Pratt & Whitney, which in recent days refuted rumours that it had axed workers in Singapore, has cut a portion of its workforce in the city-state. 

The engine-maker, which has been affected by the pandemic-induced economic downturn, says it made the “difficult but necessary decision” to cut “less than 20%” of its local workforce after other cost cutting measures —like salary reductions, hiring freezes and spending cuts — were implemented. The company says it will ”continue to maintain more than 2,000 employees following this workforce adjustment in Singapore”. 

Responding to FlightGlobal’s queries, the company would only say that the retrenchment exercise “affects most of the [P&W] facilities in Singapore”, including its joint ventures, but declined to specify.

The engine-maker has at least four Singapore-based joint ventures, including three with Singapore Airlines Engineering and another with ST Engineering’s aerospace unit. 

P&W also has a component solutions unit and a blade and turbine disc manufacturing facility in Singapore. 

“Less than 20% of our total workforce will be affected by this exercise, including the recent workforce adjustment at Eagle Services Asia,” P&W states. 

ESA, which is a P&W joint venture with Singapore Airlines Engineering, was recently the epicentre of retrenchment rumours, with local media reports stating that around 140 staff members were given the chop. 

P&W on 29 July refuted the rumours, saying that negotiation with unions were still ongoing, and that no employee had been confirmed as retrenched yet. 

ESA was also singled by the unions for not following due processes in the retrenchment exercise. 

In its latest statement, P&W says retrenchment was taken “as a last resort”, having worked with the Singapore Industrial and Services Employees’ Union and the National Trades Union Congress of Singapore on “other cost-saving measures to save jobs”. 

“Pratt & Whitney remains committed to Singapore and the aviation industry in the region, along with our employees in Singapore which is one of the main reasons for our success in this region,” the company says. 

The company told FlightGlobal previously that it will remain committed to its Singapore operations.
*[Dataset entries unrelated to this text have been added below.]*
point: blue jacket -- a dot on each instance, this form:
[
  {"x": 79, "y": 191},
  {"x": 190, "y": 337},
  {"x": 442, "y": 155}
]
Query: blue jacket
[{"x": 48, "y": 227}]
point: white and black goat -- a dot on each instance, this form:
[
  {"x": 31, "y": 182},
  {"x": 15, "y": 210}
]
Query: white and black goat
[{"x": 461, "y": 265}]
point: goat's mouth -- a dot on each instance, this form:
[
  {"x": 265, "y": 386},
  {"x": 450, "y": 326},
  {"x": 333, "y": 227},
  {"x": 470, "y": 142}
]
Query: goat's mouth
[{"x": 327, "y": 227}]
It stressed that there will be no changes to the PW1000G-series geared turbofan overhaul capability in Singapore. 

ESA is one of the three PW1000G-series engine MRO centres in the Asia-Pacific. 

In February, the facility underwent a $85 million refurbishment, which saw the addition of PW1000G-series engines into its range of capabilities, which also include the PW4000 family and the Engine Alliance GP7200.

P&W’s axing of some of its Singapore workforce comes as the engine-maker recorded a 32% year-on-year decline in global sales, to $3.5 billion, in the quarter ended 30 June/ 

The decline reflected a 42% drop in sales of new products like P&W’s line of PW1000G geared turbofans. P&W’s commercial aftermarket sales sank 51% year-on-year.